Be the Body, Eat the Body

cup and breadThe church, both universal and local, has been a big part of my thinking for a long time now.  For as long as I can remember, the church has been central to my experience as a person and as a follower of Jesus.  Which is not to say, of course, that it’s been a trouble-free relationship.  Often the “church universal” steps up to the plate when the “church local” has been abstracted and frustrating.

This past weekend, while visiting a friend’s church, I heard one of the best (most moving?) sermons of my young middle-adulthood.  The priest wove from addiction theory to Smith’s You Are What You Love to the writer of the letter to the Hebrews enjoinder to go forward together in the faith.  It stirred my heart in a way that a sermon had not for some time.

I’m almost always reading a book that has something to do with the church.  A few months ago, I “overheard” some online chatter about Robert Jenson’s A Theology in Outline, a short transcription of lectures that begins with the professor’s take on “the church as community.”  He writes:

Obviously, then, the first thing I have to do is to say what sort of community the Christian church is.  Is it more like the Elks Club or a corporation?  Like a family or like a nation?  What is it?  It must be admitted right from the start that different communions propose different descriptions of what kind of community the Christian church is– at least as their first and preferred description.  The more catholic varieties of Christianity are likely to insist that the church is a sacramental community.  Where the church is real, they will say, is where people are gathered around the bread and the wine of the Lord’s Supper, the water of baptism, and even minor sacraments like the sign of the cross.  The Baptists, on the other hand, will tell you that the church is a community of prayer, praise, and proclamation.

For all of the cross-pollination that has taken place in the last decade between liturgical and non-liturgical churches, I still find Jenson’s distinction between churches Baptist and “more catholic” spot-on.  When I attend a service at a liturgical church, part of the draw is the knowledge that its not geared up to be some ultra-personal, emotionally heavy service.  And yet I am certain to see some ancient practices on display, which connects me to something, for lack of a better term, roomier.  The “prayer, praise, and proclamation” that Jenson thinks Baptists experience at church might not live up to the expectation, but the sentiment is true.  Such services often seem geared to be extremely personal, too, which is great if you show up with a built-in sense of community and belonging.  As I read that particular “lecture” in the book, I felt like two kind of churches exist: churches who eat the body (the more catholic tradition) and those who try to be the body (the more Baptist, non-liturgical tradition).  It’s a false distinction, I know.  And yet one could easily push and argue in the direction.  What might be best is a bringing together of the two.

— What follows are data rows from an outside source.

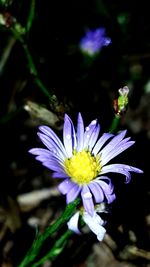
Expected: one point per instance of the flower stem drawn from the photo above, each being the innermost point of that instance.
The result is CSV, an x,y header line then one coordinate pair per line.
x,y
31,65
56,249
40,238
114,124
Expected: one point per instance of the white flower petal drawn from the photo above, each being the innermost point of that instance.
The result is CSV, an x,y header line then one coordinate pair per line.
x,y
73,223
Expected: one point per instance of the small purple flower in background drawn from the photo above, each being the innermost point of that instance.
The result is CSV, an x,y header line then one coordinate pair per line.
x,y
93,41
81,160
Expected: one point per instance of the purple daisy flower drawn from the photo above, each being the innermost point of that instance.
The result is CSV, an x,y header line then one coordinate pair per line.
x,y
93,41
82,160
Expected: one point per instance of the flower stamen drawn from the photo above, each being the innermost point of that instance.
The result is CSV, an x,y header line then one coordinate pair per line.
x,y
83,167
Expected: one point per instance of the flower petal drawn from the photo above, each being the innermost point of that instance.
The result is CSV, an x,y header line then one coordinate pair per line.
x,y
51,145
50,133
59,175
69,136
73,223
88,133
113,143
101,142
73,193
118,169
87,200
96,191
80,133
66,186
94,137
53,165
39,151
95,224
115,151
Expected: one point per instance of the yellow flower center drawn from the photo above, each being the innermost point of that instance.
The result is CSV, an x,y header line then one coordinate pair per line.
x,y
82,167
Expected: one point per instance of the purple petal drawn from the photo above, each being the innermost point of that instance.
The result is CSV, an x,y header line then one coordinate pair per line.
x,y
118,168
59,175
80,133
113,143
73,223
39,151
73,193
110,198
101,142
116,151
53,165
87,200
69,136
66,186
96,191
88,132
94,137
51,145
107,187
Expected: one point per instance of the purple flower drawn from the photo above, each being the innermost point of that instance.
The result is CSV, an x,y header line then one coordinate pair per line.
x,y
81,160
93,41
94,222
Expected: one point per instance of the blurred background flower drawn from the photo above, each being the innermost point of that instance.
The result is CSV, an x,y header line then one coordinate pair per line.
x,y
93,41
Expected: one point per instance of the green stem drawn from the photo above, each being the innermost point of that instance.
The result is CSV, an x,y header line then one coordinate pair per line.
x,y
56,249
114,124
38,242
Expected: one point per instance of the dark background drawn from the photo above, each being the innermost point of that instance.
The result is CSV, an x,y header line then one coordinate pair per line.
x,y
80,84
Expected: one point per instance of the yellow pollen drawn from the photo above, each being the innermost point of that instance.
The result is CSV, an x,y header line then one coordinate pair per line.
x,y
82,167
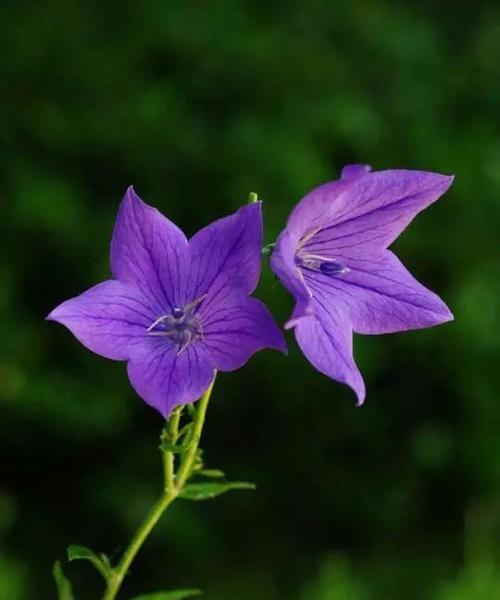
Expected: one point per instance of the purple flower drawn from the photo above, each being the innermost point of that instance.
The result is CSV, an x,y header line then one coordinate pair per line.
x,y
176,310
333,258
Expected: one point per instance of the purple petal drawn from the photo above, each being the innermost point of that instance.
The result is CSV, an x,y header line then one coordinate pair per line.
x,y
150,251
110,319
235,328
354,171
283,265
380,295
227,253
165,378
326,341
371,211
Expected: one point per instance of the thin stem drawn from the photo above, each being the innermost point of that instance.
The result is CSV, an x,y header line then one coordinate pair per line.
x,y
171,489
168,457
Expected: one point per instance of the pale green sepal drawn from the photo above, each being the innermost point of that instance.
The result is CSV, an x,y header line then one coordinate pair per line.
x,y
172,595
210,473
101,563
206,491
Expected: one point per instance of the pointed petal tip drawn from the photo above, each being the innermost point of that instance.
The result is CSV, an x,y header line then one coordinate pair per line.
x,y
355,171
361,400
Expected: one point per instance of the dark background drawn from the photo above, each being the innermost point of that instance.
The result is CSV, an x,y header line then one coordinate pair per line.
x,y
197,104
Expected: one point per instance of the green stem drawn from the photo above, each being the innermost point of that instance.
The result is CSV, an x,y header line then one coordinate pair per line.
x,y
171,489
198,422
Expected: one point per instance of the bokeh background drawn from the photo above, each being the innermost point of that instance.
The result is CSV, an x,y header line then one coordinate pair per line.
x,y
197,104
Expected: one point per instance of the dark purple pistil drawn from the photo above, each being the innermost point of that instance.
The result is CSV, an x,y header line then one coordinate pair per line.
x,y
182,326
331,268
177,312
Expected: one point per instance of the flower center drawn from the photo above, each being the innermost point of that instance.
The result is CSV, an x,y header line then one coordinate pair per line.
x,y
320,264
181,325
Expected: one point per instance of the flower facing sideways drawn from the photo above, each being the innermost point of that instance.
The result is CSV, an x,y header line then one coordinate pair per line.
x,y
176,310
333,258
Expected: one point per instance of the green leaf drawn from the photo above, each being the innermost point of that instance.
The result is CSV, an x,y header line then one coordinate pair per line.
x,y
185,435
206,491
211,473
64,589
172,595
101,563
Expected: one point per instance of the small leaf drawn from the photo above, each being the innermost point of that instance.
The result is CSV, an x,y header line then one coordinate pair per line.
x,y
206,491
172,595
64,589
101,563
211,473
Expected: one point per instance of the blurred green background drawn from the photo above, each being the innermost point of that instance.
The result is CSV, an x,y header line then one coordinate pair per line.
x,y
197,104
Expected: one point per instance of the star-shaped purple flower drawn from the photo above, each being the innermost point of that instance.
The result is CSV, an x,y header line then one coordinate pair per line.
x,y
176,310
333,258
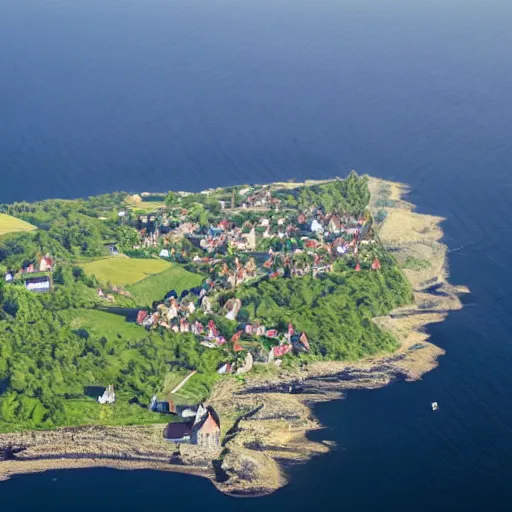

Over the next few days, I’m going to be posting thoughts through the lens of Thomas Merton’s No Man is an Island.  Much like Jenson’s Outline, I discovered the book by seeing online quotes.  I’m not stranger to Merton.  Much like others in the monastic tradition, Merton has occasionally helped me process being a single Christian in a married, American Christendom.  In the book, which I think is earlier in Merton’s writing career than later, I found a number of thoughts that resonated with both my experience and my hopes for the local church.